Non è una novità quella proposta dall’artista svizzero Charrière per la XIII Mostra Internazionale di Architettura della Biennale di Venezia, intitolata “Common Ground“. Altri artisti si erano cimentati nella stravagante opera che vede protagonisti diversi esseri animali, dai topi alle api, dalle farfalle ai piccioni, appunto. Colorati. Il rosso, pare, sia il più raro. La trasformazione genetica del volatile diventa espressione artistica. Quegli animali sempre scacciati, ripudiati, brutti e malati, oggi hanno trovato un “terreno comune” in cui hanno, finalmente, un ruolo ben preciso, dentro i cui limiti (temporali più che spaziali) troneggiano, ignari della trasformazione, ma ammirati dal basso (o forse dall’alto visto che a volare sono rimasti in pochi) da un pubblico per lo più infantile.
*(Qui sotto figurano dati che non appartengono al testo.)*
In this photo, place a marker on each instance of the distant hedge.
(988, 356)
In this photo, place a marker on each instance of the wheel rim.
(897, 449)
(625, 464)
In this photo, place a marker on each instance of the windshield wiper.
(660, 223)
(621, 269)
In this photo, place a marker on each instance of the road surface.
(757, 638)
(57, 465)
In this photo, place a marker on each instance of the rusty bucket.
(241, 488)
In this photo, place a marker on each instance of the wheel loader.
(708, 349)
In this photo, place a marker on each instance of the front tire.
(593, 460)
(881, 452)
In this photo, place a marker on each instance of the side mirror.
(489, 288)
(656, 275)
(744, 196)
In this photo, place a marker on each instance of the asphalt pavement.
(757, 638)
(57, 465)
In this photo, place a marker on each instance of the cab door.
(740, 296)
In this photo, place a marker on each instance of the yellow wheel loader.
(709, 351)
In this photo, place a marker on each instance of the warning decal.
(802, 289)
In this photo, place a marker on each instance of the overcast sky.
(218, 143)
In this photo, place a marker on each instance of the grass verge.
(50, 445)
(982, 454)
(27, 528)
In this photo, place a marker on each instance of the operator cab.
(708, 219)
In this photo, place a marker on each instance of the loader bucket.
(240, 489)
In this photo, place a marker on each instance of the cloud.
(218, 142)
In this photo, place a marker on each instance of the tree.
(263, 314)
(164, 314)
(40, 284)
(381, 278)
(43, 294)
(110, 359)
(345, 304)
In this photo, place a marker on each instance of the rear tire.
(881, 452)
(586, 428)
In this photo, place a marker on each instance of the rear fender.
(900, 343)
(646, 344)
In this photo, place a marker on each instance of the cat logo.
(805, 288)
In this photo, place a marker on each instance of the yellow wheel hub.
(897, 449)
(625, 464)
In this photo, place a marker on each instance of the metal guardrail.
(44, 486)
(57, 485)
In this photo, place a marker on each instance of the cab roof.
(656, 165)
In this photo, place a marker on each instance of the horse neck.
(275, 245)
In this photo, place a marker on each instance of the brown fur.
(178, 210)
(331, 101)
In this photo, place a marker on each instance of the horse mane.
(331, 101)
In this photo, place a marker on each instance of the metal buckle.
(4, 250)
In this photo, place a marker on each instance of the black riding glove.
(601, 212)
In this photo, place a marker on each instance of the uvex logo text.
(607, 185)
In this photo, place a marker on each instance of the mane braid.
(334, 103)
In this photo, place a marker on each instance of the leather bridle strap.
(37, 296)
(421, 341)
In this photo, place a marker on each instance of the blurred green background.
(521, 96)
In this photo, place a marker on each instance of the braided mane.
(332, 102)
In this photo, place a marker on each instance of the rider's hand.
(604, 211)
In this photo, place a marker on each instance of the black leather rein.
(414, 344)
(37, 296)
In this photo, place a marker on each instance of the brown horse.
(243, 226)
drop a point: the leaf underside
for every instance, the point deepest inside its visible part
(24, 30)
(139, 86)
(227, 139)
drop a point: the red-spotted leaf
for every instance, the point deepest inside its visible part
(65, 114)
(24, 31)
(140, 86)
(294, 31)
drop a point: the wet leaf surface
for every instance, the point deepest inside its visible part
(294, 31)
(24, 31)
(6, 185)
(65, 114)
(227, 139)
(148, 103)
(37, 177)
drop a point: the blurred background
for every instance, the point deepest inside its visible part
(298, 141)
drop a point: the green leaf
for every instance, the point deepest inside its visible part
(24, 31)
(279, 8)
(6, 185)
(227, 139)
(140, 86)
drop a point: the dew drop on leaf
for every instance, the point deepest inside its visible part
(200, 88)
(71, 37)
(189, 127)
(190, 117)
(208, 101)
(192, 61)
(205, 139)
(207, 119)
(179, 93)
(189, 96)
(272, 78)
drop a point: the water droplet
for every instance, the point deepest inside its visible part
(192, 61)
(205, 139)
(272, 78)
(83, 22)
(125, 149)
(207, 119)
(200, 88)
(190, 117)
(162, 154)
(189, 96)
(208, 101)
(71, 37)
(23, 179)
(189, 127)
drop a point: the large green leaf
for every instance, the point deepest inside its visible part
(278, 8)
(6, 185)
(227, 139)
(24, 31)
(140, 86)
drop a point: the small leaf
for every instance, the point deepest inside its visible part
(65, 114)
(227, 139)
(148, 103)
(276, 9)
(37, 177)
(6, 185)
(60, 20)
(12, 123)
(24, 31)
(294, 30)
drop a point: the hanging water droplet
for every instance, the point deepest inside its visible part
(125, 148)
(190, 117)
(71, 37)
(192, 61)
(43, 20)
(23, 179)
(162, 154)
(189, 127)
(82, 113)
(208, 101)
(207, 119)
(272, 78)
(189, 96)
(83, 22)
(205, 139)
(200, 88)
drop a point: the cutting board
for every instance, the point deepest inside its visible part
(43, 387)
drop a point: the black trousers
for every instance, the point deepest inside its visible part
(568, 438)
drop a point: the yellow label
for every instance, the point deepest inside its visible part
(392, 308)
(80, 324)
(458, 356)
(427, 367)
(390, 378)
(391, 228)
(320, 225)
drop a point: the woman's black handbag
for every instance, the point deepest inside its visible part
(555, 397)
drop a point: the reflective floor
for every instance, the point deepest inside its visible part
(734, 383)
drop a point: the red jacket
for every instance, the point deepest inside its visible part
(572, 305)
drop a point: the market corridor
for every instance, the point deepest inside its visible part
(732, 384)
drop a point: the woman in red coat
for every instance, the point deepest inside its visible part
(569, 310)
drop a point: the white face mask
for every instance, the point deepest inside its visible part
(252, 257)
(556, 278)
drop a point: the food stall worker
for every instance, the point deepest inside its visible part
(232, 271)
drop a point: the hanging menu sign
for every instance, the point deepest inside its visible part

Divertente. E interessante. Ma il mio animo polemico, seppur ben aperto alle frontiere illimitate del mondo dell’arte, storce il naso. Ma il piccione, che ne pensa di esser stato tutto colorato a sua insaputa? Ci dicono che non ci sono conseguenze per la sua salute. Ma la moglie del piccione, lo rivorrà indietro tutto verde? E lui, povero brutto volatile, avrà una dignità nonostante le sue scacazzate a destra e manca, che gli urla dentro quel petto tutto gonfio “Sono nato grigio e grigio voglio tornare”?
Chissà, questo non ci è dato di saperlo. Certo è che ne hanno fatte di tutti i colori, è proprio il caso di dirlo: dal Gronchi rosa, a Barbablu. E adesso cosa diremo, il Piccione Rosso? No, per quello c’è già il Barone.